The biggest advantage of spherical indexing over dictionary indexing is the significant speed improvement, with thousands of patterns per second easily indexed on modest computer hardware. Another more subtle advantage is that the dictionary of patterns generated for dictionary indexing uses a single pattern center (experimental geometry) for every pattern. Since spherical indexing uses the geometry during back projection, a unique pattern center can be used for every point in the scan. That means you can achieve high-quality results over large scans that have a pattern center shift without having to do a subsequent refinement step.
Finally, since spherical indexing only has a single user parameter, there is a really shallow learning curve compared to both Hough and Dictionary indexing. The bandwidth parameter (no relation to the width of a band in an EBSD pattern) describes how far out in frequency space to go for the spherical harmonic transform. Increasing bandwidth provides higher fidelity but is more computationally expensive so indexing takes longer.
With all three approaches integrated into OIM Analysis, it is easy to try them all on your own datasets. The ability to combine advanced image processing approaches like NPAR with fast spherical indexing can give excellent results on some very challenging samples.
About Matt Nowell
Matt Nowell is the EBSD Product Manager at EDAX and has a passion for EBSD and microstructural characterization. Matt joined TexSEM Labs (TSL) upon graduation from the University of Utah in 1995 with a degree in Materials Science and Engineering. At TSL, he was part of the team that pioneered the development and commercialization of EBSD and OIM. After EDAX acquired TSL in 1999, he joined the applications group to help continue to develop EBSD as a technique, and integrate structural information with chemical information collected using EDS.
Within EDAX, Matt has held several roles, including product management, business development, customer and technical support, engineering, and applications support and development.
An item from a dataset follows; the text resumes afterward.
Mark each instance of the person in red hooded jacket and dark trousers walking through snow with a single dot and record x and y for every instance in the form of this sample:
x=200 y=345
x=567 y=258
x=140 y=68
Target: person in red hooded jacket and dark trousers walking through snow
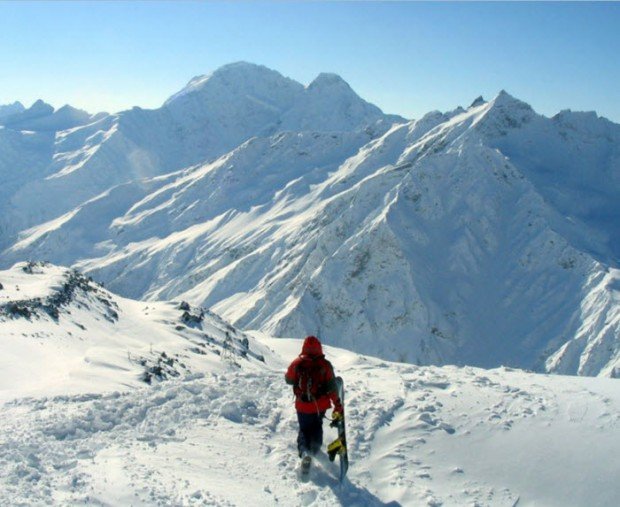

Matt has published over 70 papers in a variety of application areas. He greatly enjoys the opportunity to interact with scientists, engineers, and microscopists to help expand the role that EBSD plays in materials characterization. In his spare time, Matt enjoys playing golf and pondering if changing the texture of his clubs will affect his final score.
About Will Lenthe
Will Lenthe joined EDAX as the Principal Software Engineer in 2020. He took an interest in electron microscopy as an undergraduate at Lehigh University before completing a Ph.D. at the University of California Santa Barbara (UCSB) in Tresa Pollock’s group.
His graduate work included the collection and quantitative analysis of multiple 3D EBSD datasets. As a postdoc in Marc De Graef’s group, he developed a spherical approach to forward model-based EBSD indexing.
References
1. Callahan, P. G., & De Graef, M. (2013). Dynamical electron backscatter diffraction patterns. Part I: Pattern simulations. Microscopy and Microanalysis, 19(5), 1255-1265.
2. Lenthe, W. C., Singh, S., & De Graef, M. (2019). A spherical harmonic transform approach to the indexing of electron back-scattered diffraction patterns. Ultramicroscopy, 207, 112841.
This information has been sourced, reviewed, and adapted from materials provided by EDAX.